French Village

Sun-Commercial photo by Gayle R. Robbins | Wolfe Construction, 2724 Washington Ave., was awarded the first four contracts for Vincennes University's French Village student housing project. The university's board of trustees approved the contracts, totaling almost $7 million, on Monday.

Wolfe Construction, 2724 Washington Ave., on Monday morning was awarded four contracts for the first buildings of French Village, Vincennes University's new French-Creole inspired student housing project planned for the area just south of the campus across the railroad tracks.

Wolfe was the only bidder on the project the first time around, submitting a price that was judged to be too high.

Last month university officials agreed at least another bidder was needed for comparison — and to possibly drive down the cost.

Bids were opened last week, and the VU Finance/Revenue Committee met on Oct. 4, agreeing to recommend Wolfe's bids on the four apartment buildings to be constructed on Hart Street between First and Second streets.

Committee chairman Mike Sievers said eventually around $600,000 was shaved off of what Wolfe had originally submitted. He said it was not so much a question of cutting back on the project as it was “clarifying” and “simplifying” the scope of the work.

The total for the four contracts came to just under $7 million.

A fifth contract, for site-development work, went to Kerns Excavating of Bicknell for just over $1 million.

The first building will include eight apartments, the second and third buildings nine apartments each, and the fourth four apartments.

In total, they will provide some 90 beds for future VU students.

Sievers expressed the committee members' belief that the project, when completed, would be a “phenomenal” addition, not just to campus and the university but the community as a whole.

That sentiment was echoed by VU president Chuck Johnson, who earlier in the meeting had been voted a 1-year extension to his contract.

But board member J.R. Gaylor, president and CEO of Associated Builders & Contractors Inc., a trade association representing nonunion construction companies, one of four board members “attending” the meeting via telephone, questioned how the university had sought bids on the project.

Andrew Young, the university's architect, said VU had followed state requirements by advertising in The Sun-Commercial, but also had emailed information about the project to contractors with whom the university had done business in the past and had posted the information on the appropriate state websites.

He said efforts were made to cast a wide net to solicit as much interest as possible.

Sievers said moving forward the emphasis would be on staying in the block between First and Second streets.

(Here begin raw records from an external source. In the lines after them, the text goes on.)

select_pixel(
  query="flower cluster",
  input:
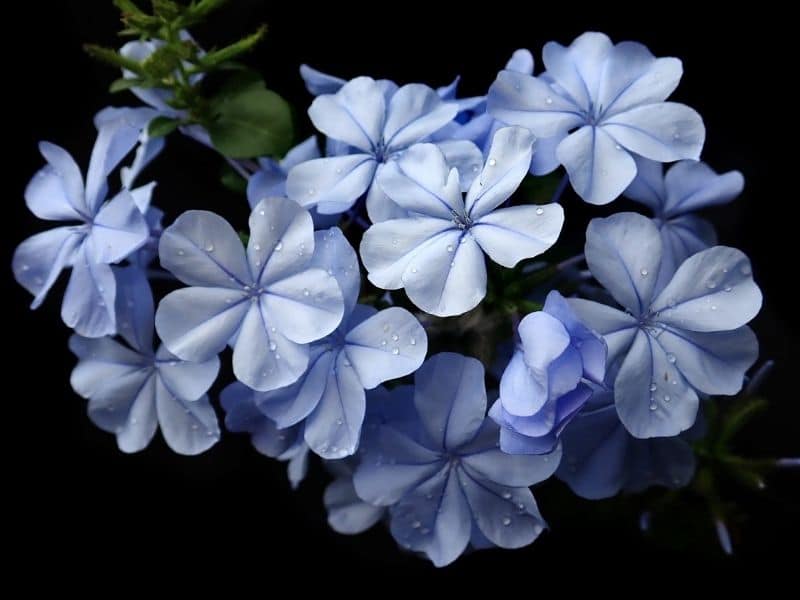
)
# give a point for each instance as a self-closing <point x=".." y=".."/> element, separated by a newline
<point x="418" y="187"/>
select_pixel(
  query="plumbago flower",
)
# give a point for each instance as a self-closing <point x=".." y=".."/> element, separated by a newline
<point x="686" y="187"/>
<point x="243" y="415"/>
<point x="375" y="124"/>
<point x="442" y="474"/>
<point x="546" y="382"/>
<point x="269" y="301"/>
<point x="132" y="390"/>
<point x="671" y="342"/>
<point x="600" y="458"/>
<point x="601" y="102"/>
<point x="101" y="233"/>
<point x="437" y="253"/>
<point x="368" y="348"/>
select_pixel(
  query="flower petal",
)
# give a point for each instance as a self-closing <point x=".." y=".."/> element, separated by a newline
<point x="508" y="163"/>
<point x="201" y="248"/>
<point x="624" y="254"/>
<point x="196" y="323"/>
<point x="265" y="359"/>
<point x="386" y="346"/>
<point x="665" y="131"/>
<point x="421" y="182"/>
<point x="711" y="291"/>
<point x="450" y="397"/>
<point x="188" y="427"/>
<point x="331" y="184"/>
<point x="599" y="168"/>
<point x="519" y="99"/>
<point x="666" y="411"/>
<point x="512" y="234"/>
<point x="415" y="111"/>
<point x="355" y="114"/>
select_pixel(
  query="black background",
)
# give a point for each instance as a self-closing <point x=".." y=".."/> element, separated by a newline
<point x="229" y="514"/>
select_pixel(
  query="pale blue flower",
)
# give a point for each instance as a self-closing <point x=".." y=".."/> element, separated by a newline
<point x="547" y="380"/>
<point x="686" y="187"/>
<point x="598" y="105"/>
<point x="668" y="343"/>
<point x="437" y="253"/>
<point x="442" y="473"/>
<point x="101" y="232"/>
<point x="373" y="122"/>
<point x="268" y="302"/>
<point x="133" y="390"/>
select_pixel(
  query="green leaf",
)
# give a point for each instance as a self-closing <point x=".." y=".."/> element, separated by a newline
<point x="161" y="126"/>
<point x="250" y="120"/>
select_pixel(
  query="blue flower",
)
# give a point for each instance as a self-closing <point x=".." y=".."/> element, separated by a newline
<point x="687" y="186"/>
<point x="596" y="104"/>
<point x="368" y="348"/>
<point x="373" y="123"/>
<point x="672" y="342"/>
<point x="437" y="253"/>
<point x="132" y="390"/>
<point x="442" y="473"/>
<point x="545" y="383"/>
<point x="242" y="415"/>
<point x="268" y="302"/>
<point x="600" y="458"/>
<point x="102" y="232"/>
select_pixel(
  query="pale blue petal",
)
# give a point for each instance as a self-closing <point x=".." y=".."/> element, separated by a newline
<point x="623" y="252"/>
<point x="332" y="184"/>
<point x="435" y="519"/>
<point x="508" y="517"/>
<point x="421" y="182"/>
<point x="318" y="83"/>
<point x="446" y="276"/>
<point x="512" y="234"/>
<point x="355" y="114"/>
<point x="118" y="230"/>
<point x="196" y="323"/>
<point x="450" y="397"/>
<point x="668" y="410"/>
<point x="347" y="513"/>
<point x="665" y="131"/>
<point x="633" y="76"/>
<point x="508" y="163"/>
<point x="334" y="255"/>
<point x="201" y="248"/>
<point x="711" y="291"/>
<point x="88" y="305"/>
<point x="694" y="185"/>
<point x="386" y="346"/>
<point x="387" y="248"/>
<point x="713" y="363"/>
<point x="519" y="99"/>
<point x="599" y="168"/>
<point x="415" y="111"/>
<point x="281" y="239"/>
<point x="333" y="429"/>
<point x="39" y="260"/>
<point x="255" y="363"/>
<point x="188" y="427"/>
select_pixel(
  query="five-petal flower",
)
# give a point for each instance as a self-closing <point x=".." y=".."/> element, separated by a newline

Eventually, the plan is to move across First Street with additional apartment buildings, all maintaining the French-Creole inspired design theme.

Eventually, the project is to provide beds for more than 200 students, most of whom will be studying for four-year degrees while living in the complex.

Nothing was said at the meeting of any plans for what's come to be known as the “tile house” at 617 N. First St. The unversity agreed to spare the house, given its prominence and that it was listed as “contributing” to the city's Historic District.

Originally, there had been a plan for the house to be restored and remodeled to make it the Presidents House.

But the plan was dropped, and VU has not indicated to what use the house may now be put.